Politique / Sida Le Journal du Sida Juin 2008
Survivalisme
Deux jours de séminaire à Bayonne avec des militants non-violents qui me montrent des photos de leurs actions. Quand la police arrive pour les interpeller, ils se recouvrent de peinture devant les caméras. Résultat : les policiers n’osent pas les embarquer, de peur de se salir. Une bonne idée activiste que certains devraient copier. Pendant deux jours de débats fantastiques, qui se prolongent pendant les repas ou, plus tard, sur la plage, les passerelles sont nombreuses entre combats identitaires, communautaires, culturels et médicaux. Plus facile de discuter politique et société avec des basques radicaux qu’avec les Panthères Roses… À l’heure du départ, tout le monde s’embrasse et se félicite. Ces 48 heures ont servi de base à une communication émotive, de celles qui entraînent des projets concrets qui aident vraiment les gens sur le terrain. Dans le train, je passe huit heures à regarder les paysages qui relient le pays Basque et la Normandie. Quand le train ralentit, je peux reconnaître les graminées ferroviaires, toute cette nature qui profite de n’importe quel espace libre laissé par l’homme pour se développer.
À mon retour, deux articles du New York Times m’attendent dans la boîte à lettres. Le premier parle les « jardiniers guérilla » qui prennent illégalement possession des terrains vagues urbains pour les transformer en potagers ou en champs de fleurs sauvages. À la base, c’est une chance de jardiner pour ceux qui ne possèdent pas de terre, mais c’est surtout une envie d’améliorer ce qui nous entoure, ou de se nourrir en faisant pousser des légumes ou des fruits parce que manger devient une urgence. Dans les blogs comme guerillagardening.org, on découvre que des architectes américains sont en train d’encourager les Américains à transformer leurs pelouses immaculées et garde mangers. C’est la crise et cela porte un nom, le Nouveau Survivalisme. Vraiment, les six premiers mois de 2008 nous aurons bien fait comprendre qu’un effondrement social généralisé était possible.
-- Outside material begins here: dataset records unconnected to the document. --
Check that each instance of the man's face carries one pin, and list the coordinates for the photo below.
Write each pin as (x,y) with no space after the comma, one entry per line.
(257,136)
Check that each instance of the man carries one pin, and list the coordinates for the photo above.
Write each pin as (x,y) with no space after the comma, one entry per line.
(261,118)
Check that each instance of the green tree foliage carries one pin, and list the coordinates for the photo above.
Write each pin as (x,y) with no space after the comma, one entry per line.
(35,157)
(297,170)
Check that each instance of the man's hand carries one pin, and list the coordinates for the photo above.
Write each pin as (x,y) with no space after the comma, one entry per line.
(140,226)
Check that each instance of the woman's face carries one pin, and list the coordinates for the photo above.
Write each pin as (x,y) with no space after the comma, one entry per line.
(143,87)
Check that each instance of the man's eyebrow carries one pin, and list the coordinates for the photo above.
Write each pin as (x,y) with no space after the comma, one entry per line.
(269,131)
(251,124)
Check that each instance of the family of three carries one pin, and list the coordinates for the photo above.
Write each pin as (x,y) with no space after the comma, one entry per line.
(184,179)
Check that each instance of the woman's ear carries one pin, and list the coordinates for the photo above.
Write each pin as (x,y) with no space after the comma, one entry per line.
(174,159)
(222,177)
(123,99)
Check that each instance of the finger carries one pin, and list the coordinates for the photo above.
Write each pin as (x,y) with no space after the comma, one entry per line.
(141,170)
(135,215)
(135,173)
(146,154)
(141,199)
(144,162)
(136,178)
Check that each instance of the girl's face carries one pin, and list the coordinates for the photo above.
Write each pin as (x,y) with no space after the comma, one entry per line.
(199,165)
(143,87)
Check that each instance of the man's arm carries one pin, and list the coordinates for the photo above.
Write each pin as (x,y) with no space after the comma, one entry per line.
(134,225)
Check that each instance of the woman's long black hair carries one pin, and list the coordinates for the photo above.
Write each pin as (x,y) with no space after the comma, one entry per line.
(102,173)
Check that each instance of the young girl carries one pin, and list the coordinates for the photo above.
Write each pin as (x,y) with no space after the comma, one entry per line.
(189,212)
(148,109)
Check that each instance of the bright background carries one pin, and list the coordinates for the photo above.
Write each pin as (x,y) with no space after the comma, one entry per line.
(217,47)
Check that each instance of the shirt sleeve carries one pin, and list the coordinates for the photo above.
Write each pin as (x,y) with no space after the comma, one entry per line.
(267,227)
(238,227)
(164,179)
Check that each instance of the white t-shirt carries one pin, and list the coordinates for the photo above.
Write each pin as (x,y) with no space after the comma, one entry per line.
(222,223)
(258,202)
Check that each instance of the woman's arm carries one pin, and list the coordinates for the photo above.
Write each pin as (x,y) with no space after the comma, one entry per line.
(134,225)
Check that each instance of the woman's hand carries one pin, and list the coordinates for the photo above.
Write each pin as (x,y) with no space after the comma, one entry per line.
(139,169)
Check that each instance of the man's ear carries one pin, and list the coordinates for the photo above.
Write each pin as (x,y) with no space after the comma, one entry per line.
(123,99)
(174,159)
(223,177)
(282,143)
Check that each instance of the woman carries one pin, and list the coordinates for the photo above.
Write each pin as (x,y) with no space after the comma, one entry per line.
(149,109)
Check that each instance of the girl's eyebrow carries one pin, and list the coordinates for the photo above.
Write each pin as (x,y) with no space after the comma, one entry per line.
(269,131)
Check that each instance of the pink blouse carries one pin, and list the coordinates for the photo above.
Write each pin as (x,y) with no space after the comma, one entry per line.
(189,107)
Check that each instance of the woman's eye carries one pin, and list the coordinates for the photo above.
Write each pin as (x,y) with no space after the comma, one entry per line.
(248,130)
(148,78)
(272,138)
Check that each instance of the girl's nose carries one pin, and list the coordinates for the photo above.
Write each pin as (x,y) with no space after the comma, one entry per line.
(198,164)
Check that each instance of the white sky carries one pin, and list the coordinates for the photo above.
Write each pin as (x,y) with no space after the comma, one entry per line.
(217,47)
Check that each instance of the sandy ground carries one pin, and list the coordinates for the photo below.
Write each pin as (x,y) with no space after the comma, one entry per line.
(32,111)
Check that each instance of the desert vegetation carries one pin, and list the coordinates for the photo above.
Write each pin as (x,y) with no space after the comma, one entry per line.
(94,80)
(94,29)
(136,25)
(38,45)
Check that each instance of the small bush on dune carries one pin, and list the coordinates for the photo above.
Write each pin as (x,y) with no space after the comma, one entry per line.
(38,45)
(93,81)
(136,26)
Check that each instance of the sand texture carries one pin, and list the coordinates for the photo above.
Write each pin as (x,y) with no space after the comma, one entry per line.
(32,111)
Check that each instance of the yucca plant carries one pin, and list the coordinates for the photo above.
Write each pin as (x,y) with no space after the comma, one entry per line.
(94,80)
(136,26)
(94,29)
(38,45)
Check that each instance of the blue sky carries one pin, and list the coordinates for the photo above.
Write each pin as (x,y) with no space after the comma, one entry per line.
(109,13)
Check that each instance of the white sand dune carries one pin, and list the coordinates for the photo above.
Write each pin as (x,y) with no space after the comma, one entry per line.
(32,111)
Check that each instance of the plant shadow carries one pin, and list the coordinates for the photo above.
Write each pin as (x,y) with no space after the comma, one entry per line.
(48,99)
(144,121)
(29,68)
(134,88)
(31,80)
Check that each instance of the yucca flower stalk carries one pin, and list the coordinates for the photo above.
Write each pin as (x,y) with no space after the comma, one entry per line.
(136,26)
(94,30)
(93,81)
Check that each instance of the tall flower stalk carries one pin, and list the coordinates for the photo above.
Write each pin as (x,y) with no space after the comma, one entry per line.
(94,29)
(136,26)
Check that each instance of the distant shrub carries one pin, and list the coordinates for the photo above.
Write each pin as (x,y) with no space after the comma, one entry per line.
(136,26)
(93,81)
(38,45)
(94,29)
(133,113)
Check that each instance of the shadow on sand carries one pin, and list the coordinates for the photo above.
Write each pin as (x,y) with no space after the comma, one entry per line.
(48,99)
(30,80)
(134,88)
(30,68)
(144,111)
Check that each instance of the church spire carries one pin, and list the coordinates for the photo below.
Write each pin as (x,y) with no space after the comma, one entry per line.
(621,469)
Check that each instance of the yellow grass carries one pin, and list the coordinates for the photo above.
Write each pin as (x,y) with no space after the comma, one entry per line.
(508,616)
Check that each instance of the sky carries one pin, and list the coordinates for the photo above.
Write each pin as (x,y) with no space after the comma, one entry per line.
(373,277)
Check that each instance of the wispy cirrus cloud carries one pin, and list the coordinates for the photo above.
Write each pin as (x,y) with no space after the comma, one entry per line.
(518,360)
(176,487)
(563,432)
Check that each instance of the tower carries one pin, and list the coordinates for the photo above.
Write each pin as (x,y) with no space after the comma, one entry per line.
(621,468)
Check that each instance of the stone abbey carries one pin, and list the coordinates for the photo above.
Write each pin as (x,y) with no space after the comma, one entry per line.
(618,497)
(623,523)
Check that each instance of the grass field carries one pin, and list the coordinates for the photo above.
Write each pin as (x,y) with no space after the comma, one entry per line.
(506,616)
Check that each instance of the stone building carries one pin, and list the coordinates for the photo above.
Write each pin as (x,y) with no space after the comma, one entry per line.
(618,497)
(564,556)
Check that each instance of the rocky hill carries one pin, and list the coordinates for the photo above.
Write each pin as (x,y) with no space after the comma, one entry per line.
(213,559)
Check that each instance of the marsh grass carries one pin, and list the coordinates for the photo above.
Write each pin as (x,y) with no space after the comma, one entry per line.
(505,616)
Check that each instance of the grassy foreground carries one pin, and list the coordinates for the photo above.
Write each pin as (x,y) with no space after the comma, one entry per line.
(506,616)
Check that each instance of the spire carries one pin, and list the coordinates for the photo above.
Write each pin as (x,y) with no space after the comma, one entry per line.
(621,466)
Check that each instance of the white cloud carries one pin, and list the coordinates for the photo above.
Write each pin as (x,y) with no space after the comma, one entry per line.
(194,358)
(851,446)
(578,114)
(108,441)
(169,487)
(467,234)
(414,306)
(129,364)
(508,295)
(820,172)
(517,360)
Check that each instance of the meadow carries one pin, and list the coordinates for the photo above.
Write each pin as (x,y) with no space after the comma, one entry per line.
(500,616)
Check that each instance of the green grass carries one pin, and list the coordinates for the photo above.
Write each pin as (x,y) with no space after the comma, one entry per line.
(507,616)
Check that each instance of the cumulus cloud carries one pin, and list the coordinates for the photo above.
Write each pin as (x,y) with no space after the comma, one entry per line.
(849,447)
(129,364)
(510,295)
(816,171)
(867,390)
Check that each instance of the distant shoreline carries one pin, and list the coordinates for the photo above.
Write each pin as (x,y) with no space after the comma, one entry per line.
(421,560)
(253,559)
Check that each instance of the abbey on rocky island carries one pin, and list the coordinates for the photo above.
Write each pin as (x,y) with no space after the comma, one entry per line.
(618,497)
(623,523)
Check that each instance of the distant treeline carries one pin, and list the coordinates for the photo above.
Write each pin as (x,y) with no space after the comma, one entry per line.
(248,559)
Certaines personnes, à travers le monde, se demandent si les gouvernements seraient en mesure de nous défendre si une crise environnementale importante survenait. On parle d’apocalypse du pétrole.
Où est donc la chute de cette chronique ?. Ou veut-il en venir ? Simple : les jardiniers guérilla disent qu’il suffit de se prendre la main pour changer un terrain couvert de détritus en « catalyseur de conversation communautaire ». Dans une situation de crise, les individus trouvent toujours des occasions pour se rassembler. Il est toujours possible d’agir plus rapidement que l’Etat. Par exemple, des associations de lutte contre le sida, à San Francisco, New York ou Londres, utilisent déjà les téléphones portables pour répondre aux peurs liées au sida, des IST ou des grossesses non désirées. 80% de la population mondiale vit désormais à proximité d’un réseau de téléphone portable. Et nous avons toujours un train de retard pour incorporer ces nouveaux outils à notre travail contre les maladies ? C’est peut-être parce que les décideurs de notre communauté sont trop vieux et qu’ils ne voient pas les possibilités pourtant concrètes, et applicables tout de suite, de ces graines technologiques qui pourraient germer partout où les personnes séropositives ont besoin d’aide. Si c’est la crise, et si ces décideurs sont trop vieux, il faut les changer.